The Hated One delivers a chilling diagnosis of a surveillance shift that has already begun: the era of relying on facial recognition is ending, replaced by a more insidious system that identifies you by your shoes, your gait, and the very shape of your body. This piece is notable not just for its technical specificity regarding tools like Veritone's "Track" and the government-funded "Farsight," but for its terrifying assertion that the data fueling this totalitarian machinery is being voluntarily uploaded by the public on social media platforms. In an age where privacy is often treated as a luxury, this argument reframes it as the last line of defense against a state that can now see you without ever seeing your face.
The Death of Facial Recognition
The Hated One opens with a compelling correction to a common misconception, noting that in the high-profile case of Luigi Mangione, "the police were not able to track him down based on any kind of facial recognition." Instead, the author explains, law enforcement relied on a tedious manual process of matching clothing, accessories, and height. However, the core of the argument is that this laborious work is now being automated by a new generation of AI. The Hated One writes, "What I'm about to show you is an extremely powerful tool that automates this work beyond anything you could possibly imagine or might have seen in popular media."
This shift from face to "whole body biometrics" is the piece's most critical insight. The author details how Veritone's "Track" software can follow a subject across different camera feeds by analyzing their gait, body, and footwear, rendering traditional countermeasures like wearing a hoodie useless. As The Hated One puts it, "Because track can follow so many features, it doesn't need to rely on faces at all." This is a devastatingly effective point because it highlights a loophole in current privacy laws; the author notes that "Track can be legally used even in cities and states that ban the use of facial recognition by the police." Critics might argue that the author overstates the immediate ubiquity of these tools, as full automation is still a year away, but the trajectory described is undeniably clear.
The Architecture of Total Surveillance
The commentary deepens as it examines the government's role in accelerating this technology through the Intelligence Advanced Research Projects Activity (IARPA). The Hated One describes a project called "Farsight," which combines gait, face, and a new "body recognition" feature that creates a 3D reconstruction of a subject's anatomy. The author writes, "Far side adds this third marker into the mix. Because it's relatively simple to thwart facial and gate recognition to offiscate your face without raising any suspicions, wearing a simple hoodie and thick shades, for instance, or maybe a scarf will do plenty."
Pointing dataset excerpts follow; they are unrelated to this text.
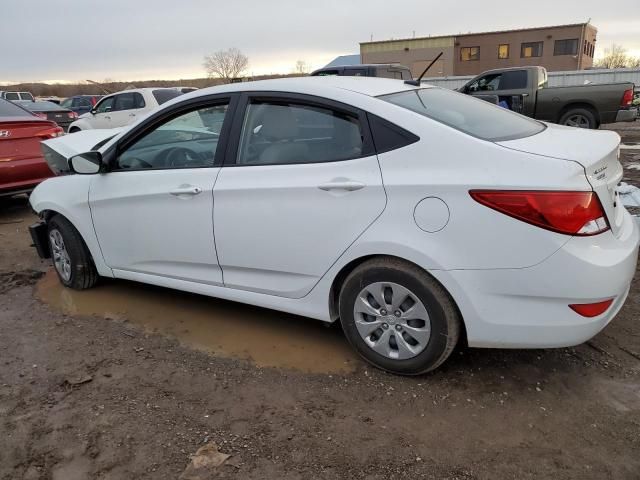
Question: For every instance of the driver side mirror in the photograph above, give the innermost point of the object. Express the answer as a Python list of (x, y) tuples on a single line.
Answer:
[(86, 163)]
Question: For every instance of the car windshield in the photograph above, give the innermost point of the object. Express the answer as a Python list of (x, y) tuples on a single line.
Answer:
[(469, 115), (8, 109), (165, 94)]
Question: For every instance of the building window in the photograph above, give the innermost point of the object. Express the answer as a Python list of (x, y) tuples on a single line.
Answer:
[(531, 49), (469, 53), (503, 51), (566, 47)]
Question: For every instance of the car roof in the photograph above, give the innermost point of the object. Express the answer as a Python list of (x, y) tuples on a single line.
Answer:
[(321, 86)]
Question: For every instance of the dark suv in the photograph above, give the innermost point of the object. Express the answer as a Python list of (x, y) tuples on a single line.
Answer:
[(399, 72)]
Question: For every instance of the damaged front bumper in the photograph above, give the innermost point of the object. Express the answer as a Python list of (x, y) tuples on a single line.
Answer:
[(40, 239)]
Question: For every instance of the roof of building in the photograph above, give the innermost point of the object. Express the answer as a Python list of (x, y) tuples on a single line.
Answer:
[(344, 60), (477, 33)]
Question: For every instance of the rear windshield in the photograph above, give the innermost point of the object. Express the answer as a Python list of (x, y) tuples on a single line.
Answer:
[(165, 94), (470, 115), (8, 109)]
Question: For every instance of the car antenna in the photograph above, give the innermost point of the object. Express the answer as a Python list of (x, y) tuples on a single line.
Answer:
[(416, 83)]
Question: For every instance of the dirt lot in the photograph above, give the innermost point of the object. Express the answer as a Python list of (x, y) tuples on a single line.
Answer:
[(127, 381)]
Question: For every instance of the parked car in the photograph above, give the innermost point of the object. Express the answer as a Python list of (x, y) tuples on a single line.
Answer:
[(525, 90), (399, 72), (16, 96), (123, 108), (415, 216), (50, 111), (81, 104), (22, 166)]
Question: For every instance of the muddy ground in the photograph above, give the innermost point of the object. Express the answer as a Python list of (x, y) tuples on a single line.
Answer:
[(126, 381)]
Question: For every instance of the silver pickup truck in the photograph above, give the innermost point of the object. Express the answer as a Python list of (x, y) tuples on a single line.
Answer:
[(525, 90)]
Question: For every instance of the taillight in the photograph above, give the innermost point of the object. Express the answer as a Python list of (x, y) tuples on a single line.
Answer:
[(52, 132), (571, 213), (591, 310)]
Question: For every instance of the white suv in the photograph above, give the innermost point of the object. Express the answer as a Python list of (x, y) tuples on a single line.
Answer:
[(123, 108)]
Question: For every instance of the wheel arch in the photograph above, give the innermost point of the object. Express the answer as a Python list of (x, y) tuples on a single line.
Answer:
[(343, 273)]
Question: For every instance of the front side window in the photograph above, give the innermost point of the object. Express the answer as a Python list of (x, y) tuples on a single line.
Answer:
[(467, 114), (530, 50), (488, 83), (163, 95), (105, 105), (469, 53), (566, 47), (285, 133), (187, 141)]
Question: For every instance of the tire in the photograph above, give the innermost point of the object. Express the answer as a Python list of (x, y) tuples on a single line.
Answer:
[(399, 282), (71, 258), (580, 118)]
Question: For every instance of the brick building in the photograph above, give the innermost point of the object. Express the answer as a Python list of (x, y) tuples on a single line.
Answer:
[(557, 48)]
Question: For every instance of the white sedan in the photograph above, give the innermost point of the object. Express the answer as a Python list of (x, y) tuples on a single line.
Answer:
[(414, 216), (123, 108)]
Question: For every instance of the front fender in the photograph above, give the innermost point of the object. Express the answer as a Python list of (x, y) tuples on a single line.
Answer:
[(69, 196)]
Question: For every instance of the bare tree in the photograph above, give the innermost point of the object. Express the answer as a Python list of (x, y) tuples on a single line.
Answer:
[(616, 57), (301, 68), (226, 64)]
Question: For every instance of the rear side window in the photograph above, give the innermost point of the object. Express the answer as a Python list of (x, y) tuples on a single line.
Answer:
[(387, 136), (285, 133), (8, 109), (163, 95), (129, 101), (469, 115)]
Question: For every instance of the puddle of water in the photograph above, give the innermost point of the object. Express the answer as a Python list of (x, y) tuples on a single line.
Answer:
[(266, 337)]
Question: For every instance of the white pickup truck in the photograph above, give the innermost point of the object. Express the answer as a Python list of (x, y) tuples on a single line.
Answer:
[(123, 108)]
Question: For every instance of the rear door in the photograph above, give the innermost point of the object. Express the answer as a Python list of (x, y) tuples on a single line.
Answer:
[(302, 182)]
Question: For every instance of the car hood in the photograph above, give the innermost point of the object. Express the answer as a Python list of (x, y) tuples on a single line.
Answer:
[(58, 151)]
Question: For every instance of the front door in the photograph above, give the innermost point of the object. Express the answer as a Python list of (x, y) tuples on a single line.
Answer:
[(153, 213), (303, 184)]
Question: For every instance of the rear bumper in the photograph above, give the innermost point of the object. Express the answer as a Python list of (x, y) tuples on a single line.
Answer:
[(529, 307), (627, 115)]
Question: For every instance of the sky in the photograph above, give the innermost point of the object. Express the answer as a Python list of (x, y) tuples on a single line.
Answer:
[(72, 40)]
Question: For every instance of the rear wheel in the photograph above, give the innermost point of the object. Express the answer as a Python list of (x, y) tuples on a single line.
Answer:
[(580, 118), (398, 317), (71, 258)]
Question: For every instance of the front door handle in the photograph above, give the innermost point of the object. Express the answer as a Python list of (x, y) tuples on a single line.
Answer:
[(348, 185), (186, 190)]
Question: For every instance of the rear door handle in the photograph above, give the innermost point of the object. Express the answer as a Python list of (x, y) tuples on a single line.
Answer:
[(186, 190), (348, 185)]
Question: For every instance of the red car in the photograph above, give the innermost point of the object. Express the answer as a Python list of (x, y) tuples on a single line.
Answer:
[(22, 165)]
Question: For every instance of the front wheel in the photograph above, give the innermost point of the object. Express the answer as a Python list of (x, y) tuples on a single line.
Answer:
[(398, 317), (71, 258)]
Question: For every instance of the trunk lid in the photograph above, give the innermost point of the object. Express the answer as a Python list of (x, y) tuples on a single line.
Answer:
[(597, 152)]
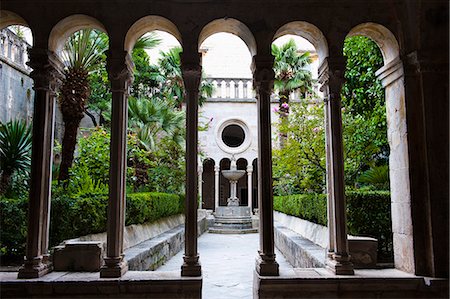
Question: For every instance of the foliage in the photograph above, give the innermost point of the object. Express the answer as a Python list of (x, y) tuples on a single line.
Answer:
[(368, 214), (152, 119), (13, 222), (74, 215), (311, 207), (290, 72), (83, 53), (172, 86), (376, 177), (299, 166), (15, 152), (93, 157), (364, 113)]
This section effectively dismantles the illusion of anonymity. The author argues that while one can easily alter their walk or hide their face, "changing your body type cannot be easily done on the fly." The piece further implicates major tech corporations, suggesting that the US government is leveraging commercial data to build these systems. The Hated One states, "The most devastating part of this trajectory is that you have been unwittingly feeding the explosive growth of totalitarian surveillance by serving it your precious personal data on a silver platter." This is a powerful rhetorical move, shifting the blame from abstract government overreach to the individual's daily digital habits. However, the argument glosses over the fact that many of these data points are collected not just by users, but by third-party data brokers who sell information regardless of user consent.
The government doesn't just stop at the social media. They are also purchasing information from large data brokers like Thompson Reuters and Lexus Nexus. Now they store up to 10,000 data points on every single individual in that database.
The Feedback Loop of Polarization
Perhaps the most provocative element of the piece is the connection drawn between social media algorithms and the erosion of political resistance. The Hated One argues that the population is too distracted by "fake culture war distractions" to notice the encroachment of authoritarianism. The author writes, "But you've been deep to be too busy focusing on hating your fellow men. The solution is simple but hard. Stop living in a simulated reality and stop feeding the leviathan with your data."
The author contends that social media platforms are designed to create a "content casino" where users are hooked on dopamine hits, leaving them too exhausted to organize against the very systems that are watching them. As The Hated One puts it, "You're hooked, chasing that dopamine hit until you're too exhausted to continue, by which point you're too exhausted to do anything else either other than go to sleep so that you can wake up and go to work so that you can consume even more." This psychological analysis adds a layer of urgency to the technical threat, suggesting that the greatest vulnerability is not the technology itself, but the human mind's inability to resist algorithmic manipulation. A counterargument worth considering is that the author's call to abandon mainstream platforms for federated alternatives like Mastodon or Blue Sky may be impractical for the average user, potentially isolating them further rather than empowering them.
Bottom Line
The Hated One's strongest asset is the synthesis of specific, emerging surveillance technologies with a broader critique of digital behavior, creating a narrative that feels both technically grounded and existentially urgent. The piece's greatest vulnerability lies in its somewhat fatalistic tone, which assumes a population too brainwashed to resist, potentially discouraging the very civic engagement required to challenge these systems. Readers should watch for the 2026 deployment of fully automated live-video tracking, as that will mark the moment where the theoretical threat becomes an operational reality.
The goal post will always keep moving further and further. And so on and so on until one day within our generation, someone will inherit this absolute allseeing power and they will never give it up.